Track A: Local Autoresearch

The starting point. Port Karpathy’s autoresearch loop to use a local small model as the agent brain. The training loop stays the same — the question is whether a 4B model can make productive research decisions.

Why Start Here

The autoresearch loop is the simplest possible agent:

Read a metric (val_bpb)
Decide what to change in one file (train.py)
Run for 5 minutes
Check if it improved
Repeat

This constrained action space is deliberately chosen. It’s small enough that a 4B model might handle it, and the evaluation is automatic — the metric either improved or it didn’t. No subjective judgment, no human scoring. This makes it ideal for running many experiments quickly.

Experiment Matrix

Agent Brain	Cost	What We Learn
Frontier model (baseline)	API costs	Upper bound on this task
Local 4B, bare	Free	Raw small-model capability
Local 4B + chain-of-thought	Free	Does explicit reasoning help?
Local 4B + RE2 prompting	Free	Does re-reading context help?
Local 4B + self-consistency (vote on 3 proposals)	Free	Does sampling diversity help?
Local 4B + constrained actions (menu of changes)	Free	Does reducing action space beat improving reasoning?
Local 4B + agent adapter	Free	Does a specialist adapter outperform prompting?

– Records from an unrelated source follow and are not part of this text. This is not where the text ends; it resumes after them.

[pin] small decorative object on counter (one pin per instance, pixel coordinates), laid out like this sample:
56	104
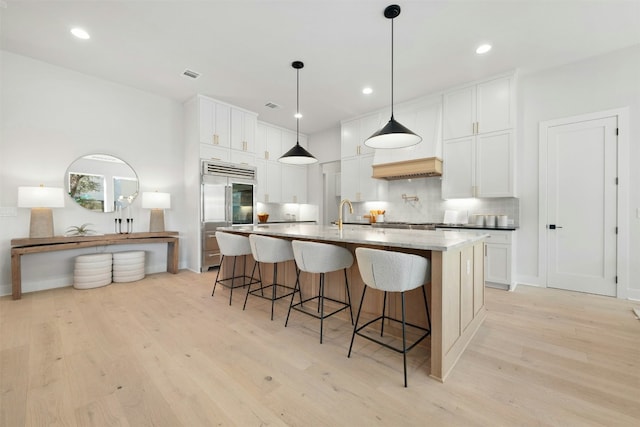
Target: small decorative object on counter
80	230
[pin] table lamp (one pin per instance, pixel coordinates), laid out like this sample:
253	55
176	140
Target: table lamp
157	202
40	200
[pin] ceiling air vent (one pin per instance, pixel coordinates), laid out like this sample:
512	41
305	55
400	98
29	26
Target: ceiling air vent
191	73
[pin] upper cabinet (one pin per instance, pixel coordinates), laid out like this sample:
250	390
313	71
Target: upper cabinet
479	140
215	122
243	130
480	108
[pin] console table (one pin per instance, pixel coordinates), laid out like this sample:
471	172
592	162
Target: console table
26	246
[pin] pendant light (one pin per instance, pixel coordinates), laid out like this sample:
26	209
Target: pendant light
393	134
297	155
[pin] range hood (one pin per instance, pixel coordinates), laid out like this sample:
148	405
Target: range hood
416	168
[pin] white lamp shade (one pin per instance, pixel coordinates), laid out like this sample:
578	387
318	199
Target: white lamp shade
40	197
155	200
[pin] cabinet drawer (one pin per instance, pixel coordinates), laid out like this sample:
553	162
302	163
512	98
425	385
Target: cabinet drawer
499	237
210	242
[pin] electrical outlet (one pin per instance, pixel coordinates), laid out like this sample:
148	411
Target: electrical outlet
10	211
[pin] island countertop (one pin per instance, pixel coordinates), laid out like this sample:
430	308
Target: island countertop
432	240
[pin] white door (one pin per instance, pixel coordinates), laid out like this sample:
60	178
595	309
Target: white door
581	210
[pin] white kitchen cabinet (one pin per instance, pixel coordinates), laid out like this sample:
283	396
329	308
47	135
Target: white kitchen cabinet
355	132
214	152
499	259
479	166
356	183
269	189
214	123
294	183
243	130
242	158
484	107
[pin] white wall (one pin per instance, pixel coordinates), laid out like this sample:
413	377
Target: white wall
602	83
50	117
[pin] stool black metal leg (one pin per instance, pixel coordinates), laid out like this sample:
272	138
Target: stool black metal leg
293	294
404	343
355	327
273	287
346	285
384	307
233	277
424	294
321	304
217	276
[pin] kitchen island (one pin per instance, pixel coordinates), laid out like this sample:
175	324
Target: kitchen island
456	291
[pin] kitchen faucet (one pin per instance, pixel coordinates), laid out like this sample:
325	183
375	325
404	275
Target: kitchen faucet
340	210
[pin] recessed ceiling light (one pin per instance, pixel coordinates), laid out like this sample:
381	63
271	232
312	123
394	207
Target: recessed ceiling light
80	33
483	48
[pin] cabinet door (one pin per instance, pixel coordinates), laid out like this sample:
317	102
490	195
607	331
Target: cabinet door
458	168
494	165
498	263
243	131
273	190
294	183
349	178
459	112
495	107
214	152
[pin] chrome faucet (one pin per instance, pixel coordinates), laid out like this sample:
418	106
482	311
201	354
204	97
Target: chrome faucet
340	209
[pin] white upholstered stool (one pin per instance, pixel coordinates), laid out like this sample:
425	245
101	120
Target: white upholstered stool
92	271
128	266
234	245
392	272
270	250
313	257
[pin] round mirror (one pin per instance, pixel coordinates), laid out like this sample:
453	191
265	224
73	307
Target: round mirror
101	183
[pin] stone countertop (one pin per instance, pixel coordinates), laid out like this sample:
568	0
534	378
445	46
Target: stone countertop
438	240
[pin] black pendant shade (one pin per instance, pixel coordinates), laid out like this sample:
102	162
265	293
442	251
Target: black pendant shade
393	134
297	155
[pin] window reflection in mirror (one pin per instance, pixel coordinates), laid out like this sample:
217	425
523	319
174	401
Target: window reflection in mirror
101	183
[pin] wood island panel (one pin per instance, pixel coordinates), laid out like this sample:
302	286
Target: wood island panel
455	293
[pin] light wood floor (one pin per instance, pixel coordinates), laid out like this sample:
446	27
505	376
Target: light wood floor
162	352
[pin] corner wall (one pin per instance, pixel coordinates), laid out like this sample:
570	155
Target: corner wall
50	117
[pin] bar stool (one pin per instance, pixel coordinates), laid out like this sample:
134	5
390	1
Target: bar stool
392	272
322	258
234	245
270	250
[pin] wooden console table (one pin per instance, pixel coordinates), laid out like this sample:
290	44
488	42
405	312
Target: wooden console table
26	246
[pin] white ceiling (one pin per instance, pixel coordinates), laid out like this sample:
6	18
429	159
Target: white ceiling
244	48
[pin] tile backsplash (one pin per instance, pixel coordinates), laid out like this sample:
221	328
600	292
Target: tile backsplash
429	206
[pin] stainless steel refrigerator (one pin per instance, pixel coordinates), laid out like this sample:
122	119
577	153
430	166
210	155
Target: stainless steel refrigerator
228	198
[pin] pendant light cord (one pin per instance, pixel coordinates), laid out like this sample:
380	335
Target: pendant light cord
392	69
298	106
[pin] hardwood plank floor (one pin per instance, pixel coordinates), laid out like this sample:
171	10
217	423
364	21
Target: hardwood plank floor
163	352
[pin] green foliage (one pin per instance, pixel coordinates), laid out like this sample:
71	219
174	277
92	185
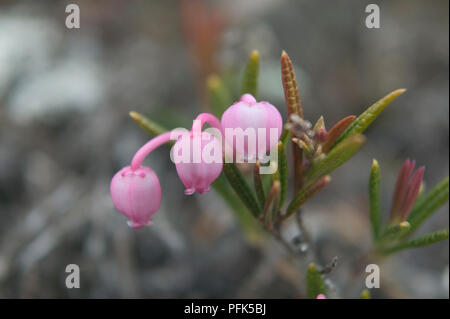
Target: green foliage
241	188
365	294
249	225
218	94
335	158
374	196
305	194
429	203
315	284
360	124
148	125
258	183
420	241
250	79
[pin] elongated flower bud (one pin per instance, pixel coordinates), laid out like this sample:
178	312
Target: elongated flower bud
250	121
406	190
136	194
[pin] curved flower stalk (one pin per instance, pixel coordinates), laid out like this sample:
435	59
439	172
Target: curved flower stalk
204	161
317	152
135	189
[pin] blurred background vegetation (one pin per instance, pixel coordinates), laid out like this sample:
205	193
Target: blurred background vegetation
64	130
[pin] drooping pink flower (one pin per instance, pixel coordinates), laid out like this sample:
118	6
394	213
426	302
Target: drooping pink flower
136	194
135	189
198	156
250	114
406	190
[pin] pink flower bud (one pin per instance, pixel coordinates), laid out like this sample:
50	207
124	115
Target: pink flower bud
321	135
253	115
201	161
136	194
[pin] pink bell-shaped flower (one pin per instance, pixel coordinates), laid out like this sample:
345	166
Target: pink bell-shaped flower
198	160
136	194
252	123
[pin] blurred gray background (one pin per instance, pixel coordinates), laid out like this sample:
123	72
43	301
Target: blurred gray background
64	130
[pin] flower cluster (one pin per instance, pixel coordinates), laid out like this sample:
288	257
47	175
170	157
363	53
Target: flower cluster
135	189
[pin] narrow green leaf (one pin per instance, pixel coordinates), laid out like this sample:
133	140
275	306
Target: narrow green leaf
360	124
315	284
257	181
147	124
271	205
374	195
242	189
250	80
283	170
365	294
250	226
420	241
428	203
335	158
394	232
305	194
219	96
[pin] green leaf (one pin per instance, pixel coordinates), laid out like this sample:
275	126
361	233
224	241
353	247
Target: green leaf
428	203
394	232
420	241
240	186
283	170
219	96
315	284
250	226
374	195
360	124
259	187
147	124
335	158
305	194
250	80
271	205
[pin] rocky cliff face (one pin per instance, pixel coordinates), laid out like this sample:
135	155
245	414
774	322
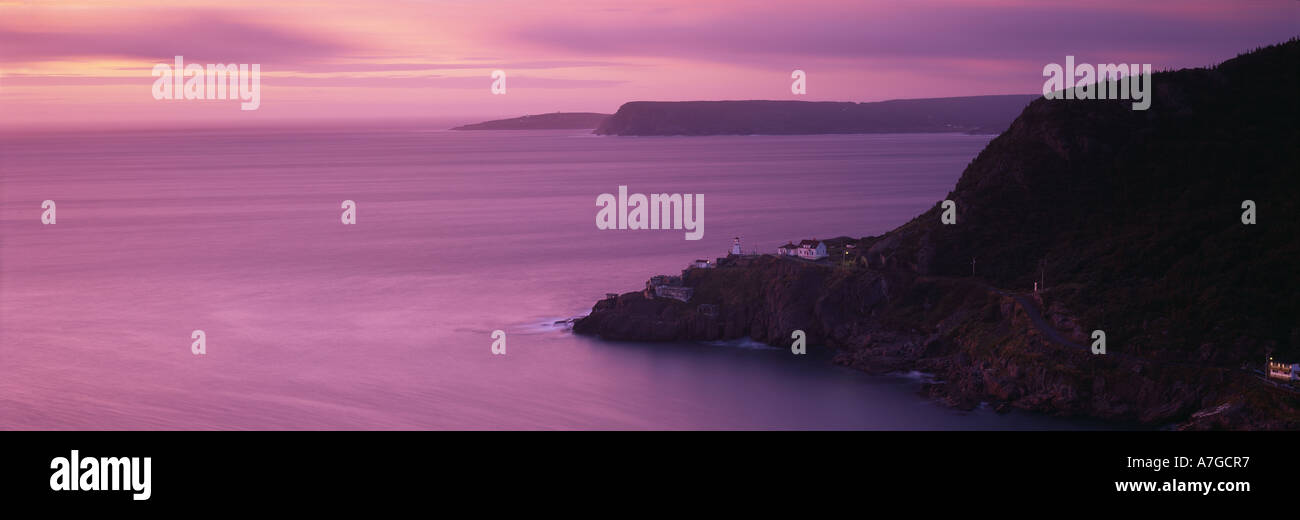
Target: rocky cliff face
1134	220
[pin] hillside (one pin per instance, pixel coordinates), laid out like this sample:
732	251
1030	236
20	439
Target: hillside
1135	217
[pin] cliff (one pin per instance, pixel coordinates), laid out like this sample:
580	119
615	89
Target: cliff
987	115
1134	221
551	121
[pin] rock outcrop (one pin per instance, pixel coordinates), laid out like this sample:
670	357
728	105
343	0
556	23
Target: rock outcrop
1134	221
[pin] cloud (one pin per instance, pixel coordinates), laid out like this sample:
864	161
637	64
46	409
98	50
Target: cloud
200	38
931	30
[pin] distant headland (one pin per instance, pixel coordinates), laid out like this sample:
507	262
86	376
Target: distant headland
549	121
973	115
1082	217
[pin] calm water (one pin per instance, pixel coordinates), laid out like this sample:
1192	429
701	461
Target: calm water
386	324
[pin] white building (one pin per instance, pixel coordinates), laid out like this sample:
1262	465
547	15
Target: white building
807	250
1282	371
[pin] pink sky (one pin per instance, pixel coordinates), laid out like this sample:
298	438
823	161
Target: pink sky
65	63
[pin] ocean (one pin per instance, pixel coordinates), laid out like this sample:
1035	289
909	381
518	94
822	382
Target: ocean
386	324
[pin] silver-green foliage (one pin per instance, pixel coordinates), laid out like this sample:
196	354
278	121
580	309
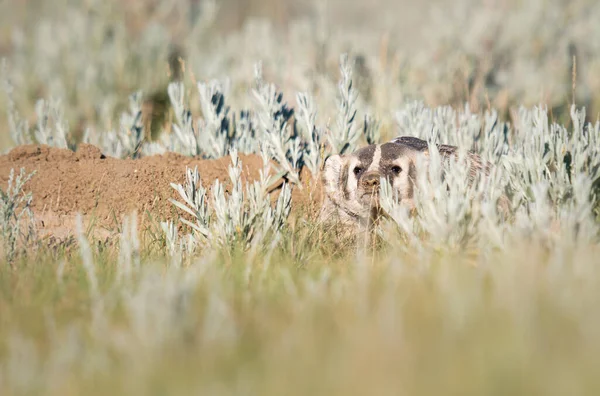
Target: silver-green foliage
242	217
16	216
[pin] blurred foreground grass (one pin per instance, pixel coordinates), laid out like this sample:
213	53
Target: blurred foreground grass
517	322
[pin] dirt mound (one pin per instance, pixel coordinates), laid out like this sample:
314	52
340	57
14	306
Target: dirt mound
103	189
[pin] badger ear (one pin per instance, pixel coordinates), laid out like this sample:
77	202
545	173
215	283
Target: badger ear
332	172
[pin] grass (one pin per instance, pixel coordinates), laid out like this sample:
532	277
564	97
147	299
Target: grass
453	301
520	322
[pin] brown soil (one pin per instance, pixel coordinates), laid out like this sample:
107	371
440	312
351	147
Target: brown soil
104	189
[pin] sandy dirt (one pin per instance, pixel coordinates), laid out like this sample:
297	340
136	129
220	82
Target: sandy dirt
104	189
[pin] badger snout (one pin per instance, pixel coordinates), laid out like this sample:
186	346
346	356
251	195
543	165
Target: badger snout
370	183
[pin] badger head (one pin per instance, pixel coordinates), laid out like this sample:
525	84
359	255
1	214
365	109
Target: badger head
352	181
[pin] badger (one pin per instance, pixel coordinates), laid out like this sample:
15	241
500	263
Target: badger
351	182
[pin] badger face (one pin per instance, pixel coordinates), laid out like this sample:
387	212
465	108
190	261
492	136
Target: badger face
352	181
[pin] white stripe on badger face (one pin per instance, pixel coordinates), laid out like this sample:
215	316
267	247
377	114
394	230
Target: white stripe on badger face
376	159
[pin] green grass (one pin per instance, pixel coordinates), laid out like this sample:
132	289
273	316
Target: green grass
516	322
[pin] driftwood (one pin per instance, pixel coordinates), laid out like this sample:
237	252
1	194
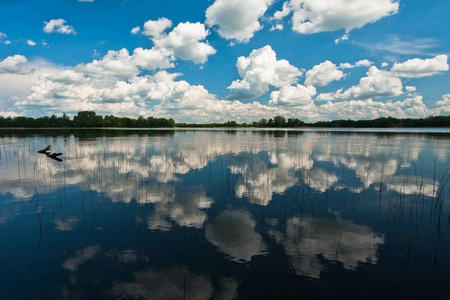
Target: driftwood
49	154
44	151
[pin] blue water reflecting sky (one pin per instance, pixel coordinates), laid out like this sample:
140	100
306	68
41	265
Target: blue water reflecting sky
224	214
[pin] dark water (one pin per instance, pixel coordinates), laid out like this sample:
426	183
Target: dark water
214	214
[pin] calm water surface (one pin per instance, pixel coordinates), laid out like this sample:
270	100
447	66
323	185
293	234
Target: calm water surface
224	214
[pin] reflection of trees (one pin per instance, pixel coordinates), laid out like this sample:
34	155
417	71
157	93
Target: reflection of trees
306	241
233	232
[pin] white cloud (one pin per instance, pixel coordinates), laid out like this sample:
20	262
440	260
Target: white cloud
312	16
136	29
3	39
277	27
156	28
403	45
378	83
260	70
415	68
410	89
445	100
59	26
323	74
370	109
237	19
359	63
344	37
233	233
298	95
363	63
7	114
185	42
14	65
122	64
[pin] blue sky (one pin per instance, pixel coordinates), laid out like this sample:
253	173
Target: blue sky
213	61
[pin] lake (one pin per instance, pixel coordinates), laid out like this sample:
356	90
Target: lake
225	214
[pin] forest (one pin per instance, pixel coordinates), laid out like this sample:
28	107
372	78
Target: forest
89	119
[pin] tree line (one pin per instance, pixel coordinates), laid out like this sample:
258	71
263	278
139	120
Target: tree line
86	119
91	119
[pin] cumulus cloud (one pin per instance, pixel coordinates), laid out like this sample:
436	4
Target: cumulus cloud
415	68
370	109
122	64
186	41
136	29
445	100
156	28
359	63
298	95
400	45
59	26
237	19
3	39
323	74
14	65
377	83
260	70
312	16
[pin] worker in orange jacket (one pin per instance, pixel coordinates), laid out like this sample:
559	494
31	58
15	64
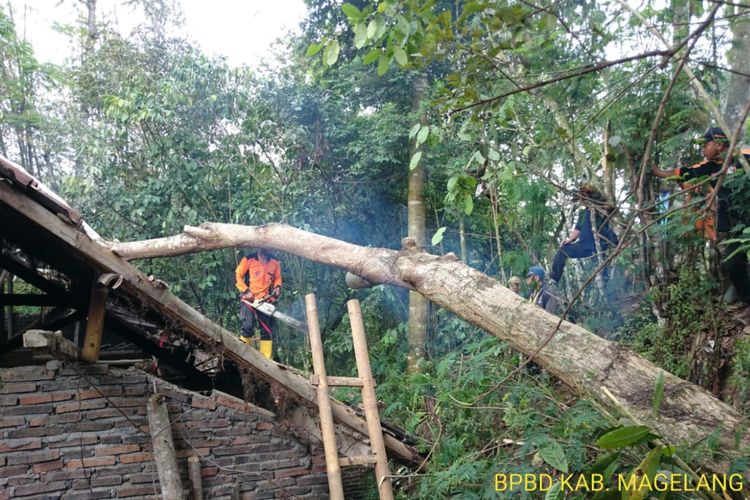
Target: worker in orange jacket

Every row after the first is free to run. This is the same LocoLLM advantage applied to agent research.

What Success Looks Like

The frontier model baseline will produce some number of improving iterations out of N attempts. Success for the local model is not necessarily matching that number — it’s understanding the gap and what closes it.

Key questions:

Does the local model ever produce a genuine improvement, or does it drift immediately?
Which scaffolding strategies most reduce the gap to the frontier baseline?
Is there a consistent failure mode (e.g., always fails at the planning step, or always generates syntactically invalid changes)?
Does an agent-trained adapter meaningfully outperform prompting strategies?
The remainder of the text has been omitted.